See Also: Home Links Personal Site Blogroll  FriendFeed CV

Tags:

Topic Image

Automatic Template Migration

The following notes cover a task undertaken in 2002 to batch convert hundreds of HTML files from a legacy website from one template style to another. The effort turned into more of a project in scale but the lessons learned were of use for subsequent migrations of other sites into more manageble forms.

The reason for migrating this content from one form to another was to remove the hard-coded tables-based layout embedded in each page and pour the content (minus navigation, branding and other crome) into a simpler template form that uses external SSI files to build the page layout and peripheral non-content components on the fly.

The plan for migration was to generate a list of files to be processed, identify the table layout used in each page, group pages by table-layout type, then hopefully establish rules for transformation of each of the common layout-groups into a new SSI template style for each subsite.

One major problem with HTML content on a larger web site with multiple authors is the diversity of text and WYSIWYG tools used to edit the content, and the varying interest on the part of authors in standards-conformance or ensuring the HTML is valid.

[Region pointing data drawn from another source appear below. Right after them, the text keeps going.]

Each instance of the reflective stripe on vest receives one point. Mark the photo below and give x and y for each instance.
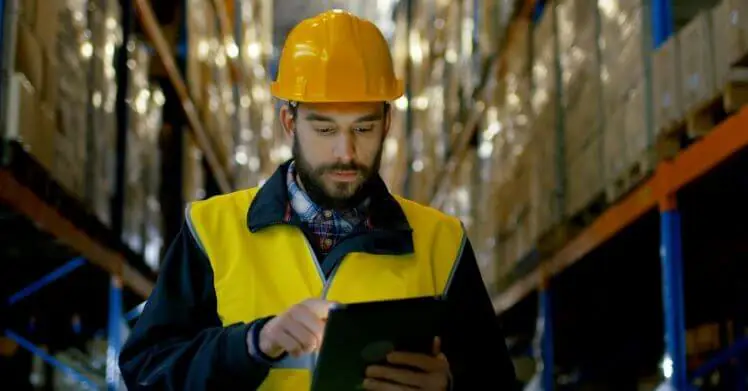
(266, 272)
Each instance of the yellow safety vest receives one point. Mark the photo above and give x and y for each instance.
(263, 273)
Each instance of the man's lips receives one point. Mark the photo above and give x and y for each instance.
(344, 175)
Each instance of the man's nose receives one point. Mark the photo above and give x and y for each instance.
(345, 149)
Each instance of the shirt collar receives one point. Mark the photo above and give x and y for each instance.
(271, 205)
(308, 210)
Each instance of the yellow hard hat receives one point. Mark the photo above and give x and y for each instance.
(336, 57)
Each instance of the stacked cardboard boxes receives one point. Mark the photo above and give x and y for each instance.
(142, 226)
(666, 85)
(696, 61)
(544, 149)
(581, 95)
(730, 34)
(624, 42)
(106, 36)
(64, 101)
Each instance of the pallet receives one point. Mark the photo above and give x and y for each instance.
(563, 232)
(702, 119)
(639, 170)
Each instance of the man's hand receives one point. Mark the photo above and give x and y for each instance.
(297, 331)
(430, 372)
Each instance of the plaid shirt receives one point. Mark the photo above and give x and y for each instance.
(328, 226)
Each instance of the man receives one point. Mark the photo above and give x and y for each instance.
(245, 289)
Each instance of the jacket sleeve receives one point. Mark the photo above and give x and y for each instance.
(179, 343)
(474, 342)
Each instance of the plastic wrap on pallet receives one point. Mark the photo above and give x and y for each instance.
(544, 143)
(627, 150)
(581, 104)
(544, 70)
(730, 39)
(623, 42)
(106, 36)
(697, 62)
(666, 86)
(580, 70)
(142, 225)
(395, 151)
(73, 51)
(257, 155)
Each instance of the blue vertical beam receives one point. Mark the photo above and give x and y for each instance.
(47, 279)
(662, 21)
(114, 334)
(672, 295)
(49, 359)
(547, 354)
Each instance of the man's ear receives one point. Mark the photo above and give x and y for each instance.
(287, 120)
(387, 121)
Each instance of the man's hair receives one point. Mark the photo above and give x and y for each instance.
(293, 107)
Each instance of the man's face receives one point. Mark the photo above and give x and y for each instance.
(337, 149)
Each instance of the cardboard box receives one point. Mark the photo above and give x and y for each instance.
(585, 179)
(29, 58)
(29, 10)
(614, 149)
(730, 38)
(51, 87)
(668, 109)
(697, 62)
(47, 25)
(638, 137)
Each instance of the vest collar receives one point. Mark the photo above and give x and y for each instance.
(271, 205)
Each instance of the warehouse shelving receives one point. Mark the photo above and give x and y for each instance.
(657, 194)
(461, 143)
(166, 55)
(55, 250)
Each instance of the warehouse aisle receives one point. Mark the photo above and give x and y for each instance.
(595, 151)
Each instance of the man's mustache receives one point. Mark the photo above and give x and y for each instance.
(344, 167)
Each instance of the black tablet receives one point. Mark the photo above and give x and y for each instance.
(362, 334)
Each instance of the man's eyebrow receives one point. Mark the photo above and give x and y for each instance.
(318, 117)
(370, 118)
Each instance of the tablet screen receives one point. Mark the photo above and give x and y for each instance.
(362, 334)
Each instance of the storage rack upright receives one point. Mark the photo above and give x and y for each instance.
(675, 187)
(55, 250)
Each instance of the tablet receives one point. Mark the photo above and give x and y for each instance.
(362, 334)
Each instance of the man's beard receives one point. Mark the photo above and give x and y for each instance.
(312, 179)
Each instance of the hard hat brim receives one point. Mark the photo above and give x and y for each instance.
(397, 91)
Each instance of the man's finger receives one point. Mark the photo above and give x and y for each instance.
(423, 362)
(380, 385)
(396, 375)
(309, 321)
(437, 346)
(319, 307)
(306, 339)
(287, 342)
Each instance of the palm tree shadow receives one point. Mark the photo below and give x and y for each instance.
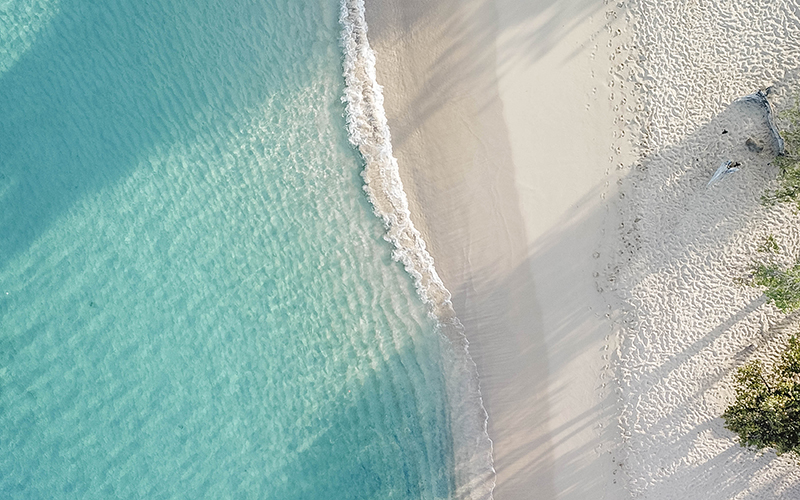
(93, 96)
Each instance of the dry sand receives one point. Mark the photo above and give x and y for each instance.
(555, 155)
(502, 124)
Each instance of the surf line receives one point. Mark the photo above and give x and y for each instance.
(368, 130)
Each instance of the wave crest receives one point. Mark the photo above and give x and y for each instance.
(368, 130)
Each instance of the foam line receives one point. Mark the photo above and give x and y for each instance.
(369, 132)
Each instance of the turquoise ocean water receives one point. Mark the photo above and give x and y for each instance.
(196, 300)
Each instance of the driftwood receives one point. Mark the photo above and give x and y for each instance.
(761, 98)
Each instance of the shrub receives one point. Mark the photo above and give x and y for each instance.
(789, 162)
(766, 412)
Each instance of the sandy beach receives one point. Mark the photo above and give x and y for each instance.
(502, 122)
(555, 157)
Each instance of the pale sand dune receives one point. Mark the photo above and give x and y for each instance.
(688, 324)
(511, 121)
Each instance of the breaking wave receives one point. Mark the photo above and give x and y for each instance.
(369, 132)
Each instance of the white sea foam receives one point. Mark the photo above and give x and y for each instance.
(368, 130)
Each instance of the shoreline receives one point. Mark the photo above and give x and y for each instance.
(498, 157)
(556, 161)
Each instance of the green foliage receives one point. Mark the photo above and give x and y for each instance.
(789, 163)
(766, 412)
(782, 285)
(769, 245)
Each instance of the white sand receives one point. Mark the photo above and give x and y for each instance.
(511, 122)
(689, 324)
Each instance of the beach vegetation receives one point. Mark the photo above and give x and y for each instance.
(769, 245)
(788, 190)
(766, 411)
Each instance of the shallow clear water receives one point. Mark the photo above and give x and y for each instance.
(196, 300)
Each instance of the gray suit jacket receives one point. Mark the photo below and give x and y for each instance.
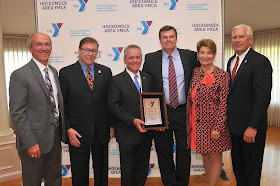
(31, 109)
(123, 103)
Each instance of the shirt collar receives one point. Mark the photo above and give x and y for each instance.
(84, 67)
(40, 65)
(131, 74)
(174, 54)
(242, 56)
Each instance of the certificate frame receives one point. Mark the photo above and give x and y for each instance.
(162, 109)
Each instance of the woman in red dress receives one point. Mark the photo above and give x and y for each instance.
(207, 130)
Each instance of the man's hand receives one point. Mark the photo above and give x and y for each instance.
(137, 123)
(112, 132)
(72, 135)
(249, 135)
(34, 151)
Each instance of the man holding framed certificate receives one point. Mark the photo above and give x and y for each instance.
(123, 103)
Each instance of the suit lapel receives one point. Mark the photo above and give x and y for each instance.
(81, 76)
(158, 67)
(97, 76)
(59, 94)
(240, 69)
(38, 75)
(185, 63)
(129, 81)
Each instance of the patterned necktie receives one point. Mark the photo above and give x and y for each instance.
(89, 79)
(234, 69)
(173, 92)
(49, 86)
(136, 83)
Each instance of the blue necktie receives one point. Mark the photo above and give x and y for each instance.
(136, 83)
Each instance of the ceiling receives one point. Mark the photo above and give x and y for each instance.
(261, 15)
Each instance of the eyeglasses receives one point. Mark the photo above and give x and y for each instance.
(87, 51)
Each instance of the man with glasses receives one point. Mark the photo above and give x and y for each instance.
(84, 86)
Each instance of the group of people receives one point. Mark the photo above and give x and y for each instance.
(209, 110)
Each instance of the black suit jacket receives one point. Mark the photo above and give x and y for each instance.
(249, 94)
(153, 66)
(123, 103)
(85, 109)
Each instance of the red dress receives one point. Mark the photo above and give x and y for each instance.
(193, 118)
(206, 111)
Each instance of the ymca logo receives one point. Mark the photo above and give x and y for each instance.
(65, 169)
(151, 166)
(146, 25)
(117, 51)
(56, 27)
(83, 5)
(173, 5)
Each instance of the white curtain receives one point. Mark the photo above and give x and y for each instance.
(16, 54)
(268, 44)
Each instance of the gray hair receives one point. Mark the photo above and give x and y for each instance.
(249, 30)
(132, 46)
(29, 40)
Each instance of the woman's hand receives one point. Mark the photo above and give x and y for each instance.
(215, 135)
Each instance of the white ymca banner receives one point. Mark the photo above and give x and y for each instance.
(118, 23)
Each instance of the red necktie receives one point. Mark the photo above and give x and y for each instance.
(234, 69)
(89, 79)
(173, 92)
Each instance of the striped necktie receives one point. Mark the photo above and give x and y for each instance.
(89, 79)
(173, 92)
(137, 83)
(234, 69)
(49, 86)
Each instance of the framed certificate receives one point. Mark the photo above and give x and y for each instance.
(153, 110)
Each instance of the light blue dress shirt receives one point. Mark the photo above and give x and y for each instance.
(179, 76)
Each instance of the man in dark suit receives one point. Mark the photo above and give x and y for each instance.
(123, 103)
(160, 65)
(84, 86)
(248, 100)
(36, 108)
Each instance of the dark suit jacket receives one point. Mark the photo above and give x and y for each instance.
(249, 94)
(31, 108)
(123, 103)
(153, 66)
(85, 109)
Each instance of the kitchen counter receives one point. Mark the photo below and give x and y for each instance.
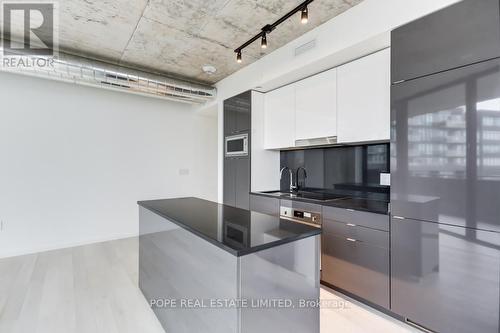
(344, 200)
(212, 222)
(207, 267)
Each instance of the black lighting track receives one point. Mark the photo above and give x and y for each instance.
(270, 27)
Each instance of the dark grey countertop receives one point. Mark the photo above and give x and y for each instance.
(377, 206)
(235, 230)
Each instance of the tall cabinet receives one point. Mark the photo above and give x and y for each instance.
(445, 166)
(237, 120)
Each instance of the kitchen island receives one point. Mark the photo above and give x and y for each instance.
(207, 267)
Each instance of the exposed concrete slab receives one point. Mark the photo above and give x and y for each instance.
(178, 37)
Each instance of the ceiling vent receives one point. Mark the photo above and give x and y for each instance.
(79, 70)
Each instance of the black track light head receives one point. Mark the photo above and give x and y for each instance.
(263, 43)
(304, 15)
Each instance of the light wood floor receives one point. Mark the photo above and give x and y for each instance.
(93, 289)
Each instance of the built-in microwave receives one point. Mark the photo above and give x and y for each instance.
(237, 145)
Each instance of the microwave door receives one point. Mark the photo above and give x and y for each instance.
(237, 145)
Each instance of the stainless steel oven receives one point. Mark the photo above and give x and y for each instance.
(236, 145)
(301, 216)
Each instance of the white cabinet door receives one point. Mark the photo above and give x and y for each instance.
(364, 87)
(316, 106)
(279, 118)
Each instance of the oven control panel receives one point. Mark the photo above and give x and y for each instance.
(300, 216)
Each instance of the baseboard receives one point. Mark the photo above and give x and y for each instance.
(67, 245)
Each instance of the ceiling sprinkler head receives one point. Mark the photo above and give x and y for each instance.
(209, 69)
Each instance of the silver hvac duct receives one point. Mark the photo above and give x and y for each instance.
(79, 70)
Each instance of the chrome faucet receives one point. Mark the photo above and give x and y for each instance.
(293, 188)
(297, 176)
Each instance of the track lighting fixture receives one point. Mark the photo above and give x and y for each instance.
(304, 15)
(263, 43)
(304, 18)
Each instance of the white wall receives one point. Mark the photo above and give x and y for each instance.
(357, 32)
(74, 160)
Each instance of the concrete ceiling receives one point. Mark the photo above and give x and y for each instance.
(178, 37)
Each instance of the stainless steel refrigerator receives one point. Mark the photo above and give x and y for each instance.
(445, 165)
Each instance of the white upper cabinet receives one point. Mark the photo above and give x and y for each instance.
(364, 99)
(279, 118)
(316, 106)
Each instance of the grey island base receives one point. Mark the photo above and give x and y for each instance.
(206, 267)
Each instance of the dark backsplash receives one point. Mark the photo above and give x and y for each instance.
(339, 169)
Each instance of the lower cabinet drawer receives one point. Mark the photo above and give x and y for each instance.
(355, 232)
(356, 267)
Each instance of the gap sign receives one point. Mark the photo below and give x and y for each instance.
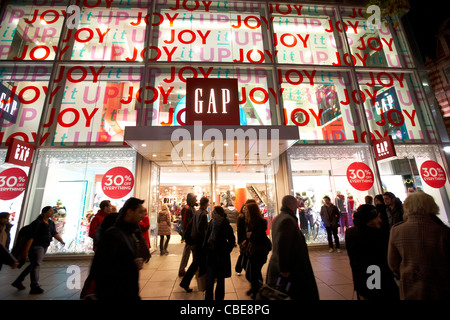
(384, 148)
(19, 153)
(212, 101)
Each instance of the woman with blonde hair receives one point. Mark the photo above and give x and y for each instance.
(419, 250)
(164, 228)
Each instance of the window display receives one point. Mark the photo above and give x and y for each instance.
(322, 171)
(71, 182)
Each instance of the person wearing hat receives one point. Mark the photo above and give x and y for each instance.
(367, 247)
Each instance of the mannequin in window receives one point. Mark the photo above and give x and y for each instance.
(308, 210)
(340, 204)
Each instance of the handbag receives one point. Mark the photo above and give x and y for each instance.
(201, 281)
(267, 292)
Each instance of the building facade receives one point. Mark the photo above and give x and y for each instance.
(99, 88)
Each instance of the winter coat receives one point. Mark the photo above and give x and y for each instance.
(113, 269)
(164, 224)
(145, 225)
(419, 253)
(395, 215)
(290, 254)
(219, 242)
(367, 247)
(330, 216)
(259, 243)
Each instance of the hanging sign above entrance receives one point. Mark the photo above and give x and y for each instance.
(360, 176)
(117, 182)
(212, 101)
(384, 148)
(19, 153)
(433, 174)
(12, 183)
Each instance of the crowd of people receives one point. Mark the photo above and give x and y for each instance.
(396, 250)
(399, 250)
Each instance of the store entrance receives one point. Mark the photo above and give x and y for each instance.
(225, 185)
(320, 172)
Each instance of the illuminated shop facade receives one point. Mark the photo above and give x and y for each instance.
(103, 98)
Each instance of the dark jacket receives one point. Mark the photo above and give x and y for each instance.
(219, 242)
(241, 229)
(381, 208)
(368, 247)
(113, 269)
(42, 232)
(199, 226)
(290, 254)
(330, 216)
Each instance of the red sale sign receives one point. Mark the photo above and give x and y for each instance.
(12, 183)
(360, 176)
(433, 174)
(117, 182)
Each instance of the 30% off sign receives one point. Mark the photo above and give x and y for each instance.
(117, 182)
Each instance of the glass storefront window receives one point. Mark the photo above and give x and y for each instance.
(395, 105)
(114, 33)
(308, 34)
(31, 32)
(72, 182)
(92, 105)
(12, 190)
(320, 171)
(319, 103)
(22, 94)
(166, 97)
(406, 174)
(370, 46)
(210, 31)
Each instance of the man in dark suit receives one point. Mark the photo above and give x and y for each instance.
(290, 258)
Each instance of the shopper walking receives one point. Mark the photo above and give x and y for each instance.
(118, 259)
(381, 208)
(164, 229)
(186, 214)
(42, 230)
(419, 251)
(330, 218)
(5, 238)
(394, 208)
(145, 226)
(290, 259)
(241, 225)
(105, 209)
(219, 242)
(259, 247)
(367, 247)
(198, 233)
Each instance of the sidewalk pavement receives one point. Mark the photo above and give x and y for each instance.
(159, 278)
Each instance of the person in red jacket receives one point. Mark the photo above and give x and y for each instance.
(105, 209)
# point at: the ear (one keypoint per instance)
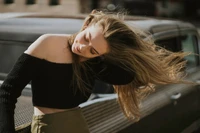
(85, 26)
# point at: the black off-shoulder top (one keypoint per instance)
(51, 85)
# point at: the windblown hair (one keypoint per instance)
(133, 50)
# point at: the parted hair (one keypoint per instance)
(134, 50)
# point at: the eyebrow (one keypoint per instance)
(90, 41)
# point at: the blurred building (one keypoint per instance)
(52, 6)
(164, 8)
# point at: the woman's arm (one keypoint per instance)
(20, 75)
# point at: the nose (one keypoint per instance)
(83, 47)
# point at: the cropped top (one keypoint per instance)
(51, 85)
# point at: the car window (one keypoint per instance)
(171, 44)
(188, 44)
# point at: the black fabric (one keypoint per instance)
(50, 85)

Modern browsers are fairly tolerant of mark-up errors and a scripted solution to extract actual content from web pages would need to be similarly complex and tolerant.

The activities were broken down into the following areas:

  • Page Layout Identification
  • Content Extraction
  • Querying Extracted Content
  • Export To New Template/Layout
  • Putting it All Together

1. Page Layout Identification:

Table Signature Report

Wanted to get an idea of the number of variations in table layouts used across the site so went through the following process

  • Generated DIR listing of .shtml files, excluding unwanted files and directories, e.g.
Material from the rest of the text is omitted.